Fertilizzanti NPK: definizione, utilizzo e limiti

I fertilizzanti NPK rappresentano una classica formula di fertilizzante che corrisponde all'abbreviazione degli elementi chimici che li compongono, ovvero azoto, fosforo, potassio.

Cos'è il fertilizzante NPK

NPK, i suoi componenti

Wilhelm KNOP, chimico agricolo tedesco, nel 1861 determinò le precise esigenze nutrizionali delle piante verdi necessarie alla loro crescita. Questi erano 4 elementi corrispondenti alle lettere del suo cognome:

  • K: potassio
  • N: azoto
  • O: ossigeno
  • P: fosforo.

Oltre all'ossigeno, i 3 componenti sono diventati la base di fertilizzanti chimici sotto forma di sali solubili che possono essere direttamente assimilati, consentendo di ottenere rese elevate ma con notevoli rischi di lisciviazione nelle falde acquifere e nei corsi d'acqua.

L' azoto (N) favorisce principalmente la crescita delle parti verdi della pianta (fusti e foglie), la precocità e lo sviluppo.

Il fosforo (P) gioca sulla formazione di fiori e semi e sullo sviluppo delle radici. Rafforza la naturale resistenza delle piante ad eventuali aggressioni.

Il potassio (K) consente la fioritura e lo sviluppo dei frutti e di tutti gli organi di immagazzinamento come radici e tuberi. La colorazione di fiori e frutti è migliorata così come la resistenza alle malattie.

Il concime più versatile ha un dosaggio identico per i 3 valori (10-10-10) mentre un concime forte sarà invece 20-10-10, corrispondente per ciascuno dei componenti alla percentuale della massa.

fertilizzante organico per letame

I limiti degli NPK

I fertilizzanti chimici che contengono solo NPK sono incompleti, mancano dei macroelementi (magnesio, zolfo, calcio ...) di cui la pianta ha bisogno e degli oligoelementi che corrispondono a molti sali minerali (zinco, boro, selenio ... ).
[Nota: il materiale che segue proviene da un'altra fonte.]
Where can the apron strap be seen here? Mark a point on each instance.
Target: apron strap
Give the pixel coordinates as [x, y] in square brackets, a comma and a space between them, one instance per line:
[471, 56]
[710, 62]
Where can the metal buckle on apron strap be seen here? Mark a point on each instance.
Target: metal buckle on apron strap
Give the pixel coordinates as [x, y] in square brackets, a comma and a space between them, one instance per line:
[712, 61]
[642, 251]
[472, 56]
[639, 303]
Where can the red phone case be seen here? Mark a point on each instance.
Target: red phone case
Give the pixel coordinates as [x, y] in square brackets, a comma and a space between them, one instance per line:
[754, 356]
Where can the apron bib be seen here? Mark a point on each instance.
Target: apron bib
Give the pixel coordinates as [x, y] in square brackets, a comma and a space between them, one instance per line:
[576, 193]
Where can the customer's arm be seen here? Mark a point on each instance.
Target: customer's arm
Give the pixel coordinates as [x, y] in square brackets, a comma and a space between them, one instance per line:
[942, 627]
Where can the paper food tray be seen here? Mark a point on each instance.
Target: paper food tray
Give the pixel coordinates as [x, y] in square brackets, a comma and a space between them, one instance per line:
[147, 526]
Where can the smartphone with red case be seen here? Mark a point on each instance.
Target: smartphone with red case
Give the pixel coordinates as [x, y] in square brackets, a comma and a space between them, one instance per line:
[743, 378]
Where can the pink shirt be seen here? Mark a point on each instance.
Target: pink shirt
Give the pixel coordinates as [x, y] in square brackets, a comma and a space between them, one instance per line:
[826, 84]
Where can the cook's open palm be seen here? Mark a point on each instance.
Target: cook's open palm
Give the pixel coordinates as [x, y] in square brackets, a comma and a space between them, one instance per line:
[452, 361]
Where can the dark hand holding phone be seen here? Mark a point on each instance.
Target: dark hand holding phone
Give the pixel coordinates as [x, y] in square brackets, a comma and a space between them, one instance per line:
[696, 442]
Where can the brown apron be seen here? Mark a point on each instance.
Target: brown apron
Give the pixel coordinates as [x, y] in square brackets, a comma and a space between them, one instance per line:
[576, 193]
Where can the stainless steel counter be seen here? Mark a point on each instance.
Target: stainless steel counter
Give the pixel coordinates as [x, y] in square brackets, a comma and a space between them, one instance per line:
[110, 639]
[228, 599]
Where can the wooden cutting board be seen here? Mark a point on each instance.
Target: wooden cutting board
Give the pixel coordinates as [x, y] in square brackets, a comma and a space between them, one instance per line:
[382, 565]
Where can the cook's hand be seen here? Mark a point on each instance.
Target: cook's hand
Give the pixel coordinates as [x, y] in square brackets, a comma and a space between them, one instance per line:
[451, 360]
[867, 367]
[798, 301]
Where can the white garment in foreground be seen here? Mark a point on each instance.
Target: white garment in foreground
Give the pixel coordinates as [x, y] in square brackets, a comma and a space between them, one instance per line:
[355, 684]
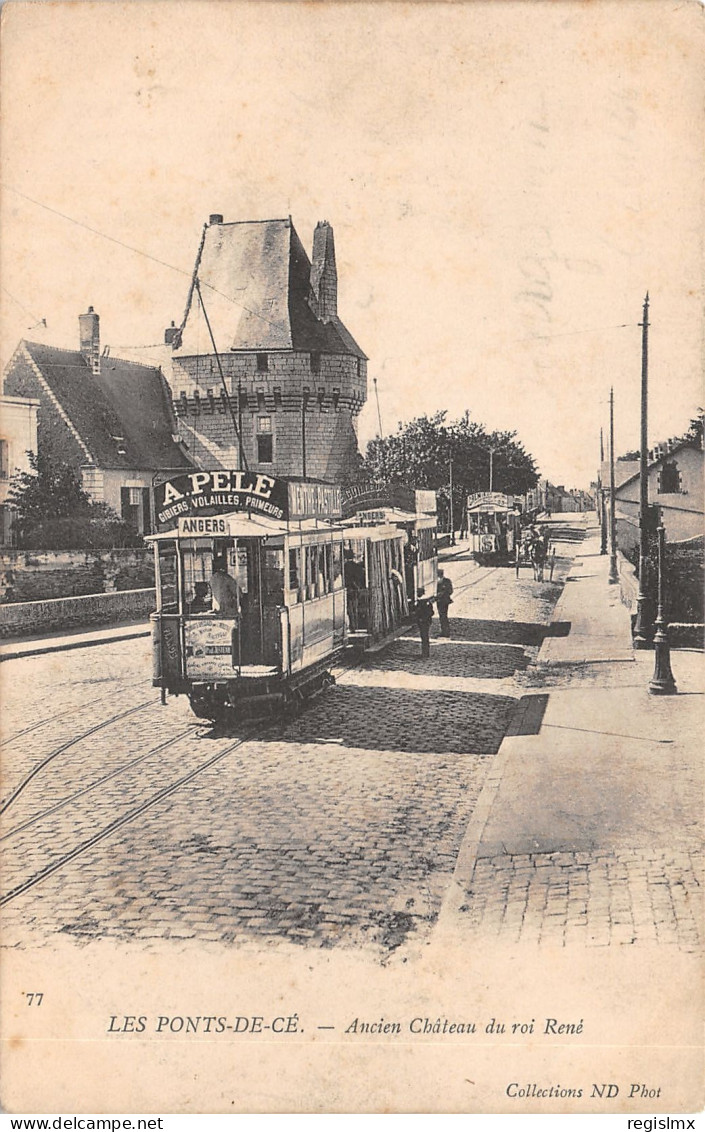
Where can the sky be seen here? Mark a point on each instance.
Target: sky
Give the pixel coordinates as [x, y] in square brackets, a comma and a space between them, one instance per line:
[505, 182]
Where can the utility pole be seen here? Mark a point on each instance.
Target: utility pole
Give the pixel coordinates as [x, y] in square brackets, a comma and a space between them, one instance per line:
[452, 523]
[304, 396]
[613, 575]
[601, 503]
[642, 627]
[240, 418]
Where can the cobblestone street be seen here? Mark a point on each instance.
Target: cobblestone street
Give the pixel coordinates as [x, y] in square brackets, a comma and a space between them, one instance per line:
[340, 828]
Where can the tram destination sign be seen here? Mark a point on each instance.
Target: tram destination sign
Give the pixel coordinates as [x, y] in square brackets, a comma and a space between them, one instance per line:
[223, 491]
[489, 499]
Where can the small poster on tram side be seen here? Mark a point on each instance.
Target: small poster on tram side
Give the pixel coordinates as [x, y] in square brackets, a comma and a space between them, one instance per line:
[351, 612]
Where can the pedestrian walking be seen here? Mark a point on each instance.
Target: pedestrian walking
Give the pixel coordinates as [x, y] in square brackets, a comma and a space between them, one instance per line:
[424, 616]
[444, 599]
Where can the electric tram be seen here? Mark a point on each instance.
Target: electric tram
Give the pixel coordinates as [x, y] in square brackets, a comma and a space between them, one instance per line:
[413, 512]
[251, 600]
[493, 525]
[375, 582]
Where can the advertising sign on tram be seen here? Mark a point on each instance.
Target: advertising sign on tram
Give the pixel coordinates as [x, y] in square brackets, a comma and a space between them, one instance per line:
[222, 491]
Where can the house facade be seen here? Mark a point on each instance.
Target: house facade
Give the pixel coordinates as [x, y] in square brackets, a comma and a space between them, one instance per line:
[18, 421]
[676, 486]
[261, 369]
[110, 419]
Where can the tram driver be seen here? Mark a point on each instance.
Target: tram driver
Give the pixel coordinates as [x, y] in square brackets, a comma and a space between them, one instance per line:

Per avere un fertilizzante completo e per rimanere in un approccio eco-responsabile, è necessario utilizzare fertilizzanti organici (sangue essiccato, corno tritato, guano ...) e emendamenti organici (compost, letame ...). Tanto più che questa concimazione rende più improbabili errori di dosaggio e squilibri nel terreno e nella pianta. D'altra parte l'azione è più lenta ma più sostenuta nel tempo.